Damage clean-up in St. Albans. (Photo/Chris Lawrence)

ST. ALBANS, W.Va. —  Debbie Cameron was outside her home along MacCorkle Avenue in St. Albans talking to her mother when Tuesday’s storm rolled in.

“I actually saw the tornado spinning on the other side of the house. When I realized it was a tornado, I ran inside to get the girls and tell them to get into the basement,” Cameron told MetroNews a day after the incident.

Inside, her two friends thought she was joking.

 

 

“Debbie comes in and tells us she saw a tornado and we kind of laughed it off, but Vanessa and I were standing by the windows and they just shattered,” said Lanie Wells. “We ran through the glass to get to the basement.”

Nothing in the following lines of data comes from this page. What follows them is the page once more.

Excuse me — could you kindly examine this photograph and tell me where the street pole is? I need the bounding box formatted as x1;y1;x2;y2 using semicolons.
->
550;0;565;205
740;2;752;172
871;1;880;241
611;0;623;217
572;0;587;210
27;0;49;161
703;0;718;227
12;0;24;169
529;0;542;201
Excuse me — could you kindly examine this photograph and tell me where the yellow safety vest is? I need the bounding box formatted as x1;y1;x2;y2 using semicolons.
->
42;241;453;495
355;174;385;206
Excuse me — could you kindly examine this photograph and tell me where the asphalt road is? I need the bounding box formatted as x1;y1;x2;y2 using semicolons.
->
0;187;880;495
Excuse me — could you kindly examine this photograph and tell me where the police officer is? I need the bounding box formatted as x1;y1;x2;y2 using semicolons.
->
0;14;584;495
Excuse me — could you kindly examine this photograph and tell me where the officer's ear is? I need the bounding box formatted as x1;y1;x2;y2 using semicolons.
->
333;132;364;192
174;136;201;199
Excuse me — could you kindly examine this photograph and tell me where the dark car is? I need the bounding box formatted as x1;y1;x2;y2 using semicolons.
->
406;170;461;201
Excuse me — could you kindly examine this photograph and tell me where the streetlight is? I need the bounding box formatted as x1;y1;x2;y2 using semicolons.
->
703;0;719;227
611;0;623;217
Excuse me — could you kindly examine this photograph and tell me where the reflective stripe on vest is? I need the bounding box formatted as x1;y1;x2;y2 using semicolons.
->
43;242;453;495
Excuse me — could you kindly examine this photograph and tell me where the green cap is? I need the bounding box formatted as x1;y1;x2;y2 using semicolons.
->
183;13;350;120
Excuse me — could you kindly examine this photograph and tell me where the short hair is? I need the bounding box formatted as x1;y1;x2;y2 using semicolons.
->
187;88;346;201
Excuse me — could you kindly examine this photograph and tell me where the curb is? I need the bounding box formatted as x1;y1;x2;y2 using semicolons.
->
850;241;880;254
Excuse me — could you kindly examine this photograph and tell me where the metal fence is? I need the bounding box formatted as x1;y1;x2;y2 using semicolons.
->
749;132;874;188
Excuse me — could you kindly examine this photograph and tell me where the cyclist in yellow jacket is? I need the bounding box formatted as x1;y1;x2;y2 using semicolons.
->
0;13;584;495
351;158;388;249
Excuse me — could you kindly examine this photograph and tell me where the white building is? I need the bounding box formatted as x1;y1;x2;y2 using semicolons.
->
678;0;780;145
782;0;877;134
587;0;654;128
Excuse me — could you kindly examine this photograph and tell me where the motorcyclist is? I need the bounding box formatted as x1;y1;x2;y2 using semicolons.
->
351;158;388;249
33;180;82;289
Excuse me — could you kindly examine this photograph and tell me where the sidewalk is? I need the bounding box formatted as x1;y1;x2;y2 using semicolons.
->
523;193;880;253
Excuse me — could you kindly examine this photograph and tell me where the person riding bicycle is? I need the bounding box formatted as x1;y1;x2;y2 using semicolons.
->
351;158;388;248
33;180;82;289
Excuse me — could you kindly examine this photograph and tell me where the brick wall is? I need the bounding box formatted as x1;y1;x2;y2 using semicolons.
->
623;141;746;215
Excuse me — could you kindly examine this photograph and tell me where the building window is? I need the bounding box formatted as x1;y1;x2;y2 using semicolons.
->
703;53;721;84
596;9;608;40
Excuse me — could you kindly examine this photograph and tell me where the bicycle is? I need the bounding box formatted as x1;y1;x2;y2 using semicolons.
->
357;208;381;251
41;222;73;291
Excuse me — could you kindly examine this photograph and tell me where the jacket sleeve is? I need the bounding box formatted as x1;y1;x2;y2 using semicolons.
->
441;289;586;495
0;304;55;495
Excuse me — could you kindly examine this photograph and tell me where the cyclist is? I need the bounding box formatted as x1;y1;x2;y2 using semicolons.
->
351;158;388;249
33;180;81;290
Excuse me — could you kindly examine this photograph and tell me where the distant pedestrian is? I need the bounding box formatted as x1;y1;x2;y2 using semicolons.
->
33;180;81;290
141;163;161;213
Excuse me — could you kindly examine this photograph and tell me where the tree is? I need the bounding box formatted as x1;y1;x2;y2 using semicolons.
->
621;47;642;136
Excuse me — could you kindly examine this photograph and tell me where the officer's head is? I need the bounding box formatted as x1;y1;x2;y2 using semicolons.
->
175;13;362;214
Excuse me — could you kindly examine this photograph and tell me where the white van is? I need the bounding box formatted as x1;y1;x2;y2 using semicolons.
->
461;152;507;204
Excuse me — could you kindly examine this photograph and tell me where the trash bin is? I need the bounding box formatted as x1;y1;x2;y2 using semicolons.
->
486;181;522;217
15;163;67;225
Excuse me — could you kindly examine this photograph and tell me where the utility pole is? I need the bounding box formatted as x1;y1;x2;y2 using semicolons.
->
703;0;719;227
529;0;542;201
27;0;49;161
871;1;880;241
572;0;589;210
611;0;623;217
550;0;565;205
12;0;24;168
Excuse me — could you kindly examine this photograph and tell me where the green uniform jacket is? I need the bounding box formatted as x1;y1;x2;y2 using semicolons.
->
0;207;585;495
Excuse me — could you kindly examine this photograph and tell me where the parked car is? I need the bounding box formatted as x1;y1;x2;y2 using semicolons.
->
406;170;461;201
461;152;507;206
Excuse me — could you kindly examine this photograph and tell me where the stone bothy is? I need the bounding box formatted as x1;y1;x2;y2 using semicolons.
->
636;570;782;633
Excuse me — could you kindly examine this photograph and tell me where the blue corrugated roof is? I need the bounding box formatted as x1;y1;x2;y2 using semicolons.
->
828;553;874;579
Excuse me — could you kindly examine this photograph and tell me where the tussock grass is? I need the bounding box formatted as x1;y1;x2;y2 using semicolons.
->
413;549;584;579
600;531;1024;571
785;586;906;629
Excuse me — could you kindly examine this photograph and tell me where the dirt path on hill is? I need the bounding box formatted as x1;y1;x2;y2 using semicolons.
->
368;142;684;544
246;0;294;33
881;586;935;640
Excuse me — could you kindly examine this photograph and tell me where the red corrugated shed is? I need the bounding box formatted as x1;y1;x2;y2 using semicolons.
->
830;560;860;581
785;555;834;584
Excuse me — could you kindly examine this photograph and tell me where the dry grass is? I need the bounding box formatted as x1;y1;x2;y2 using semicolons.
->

Wells added all three suffered cuts to their feet and arms from the flying glass and once in the basement, could hear the house coming apart above them.

“It was just wind blowing really loud, glass shattering, and wood hitting the house. That’s all we could hear,” said Cameron.

“It was like something out of a movie, especially as we’re going through the house and every window was busting as we passed it. It was pretty crazy,” added Wells.

They spent about 10 minutes in the basement riding out the storm. It turned out the roof of a neighbor’s house had come off and the debris struck their house and others nearby. One of them the home of Eric Allen.

Allen and several others were cutting up the debris from the old sun porch and loading it into a dump truck to be hauled away. Plywood covered every window as well as a hole created by a flying 2 x 4 from the neighbor’s home.

Not far away in Charleston’s South Hills, Kit Francis told a similar story.

“It was nice with just a little rain and a little wind, then all of a sudden we were drenched. Then interestingly everything fell up hill,” said Francis.

Three utility poles on his street were laying across the road with tangled lines still attached and dangling in every direction. Trees were uprooted and tree limbs littered the street and the yards of neighbors. The sounds of chainsaws and generators echoed through the whole South Hills community.

“We have no power and we can’t get out,” laughed Francis.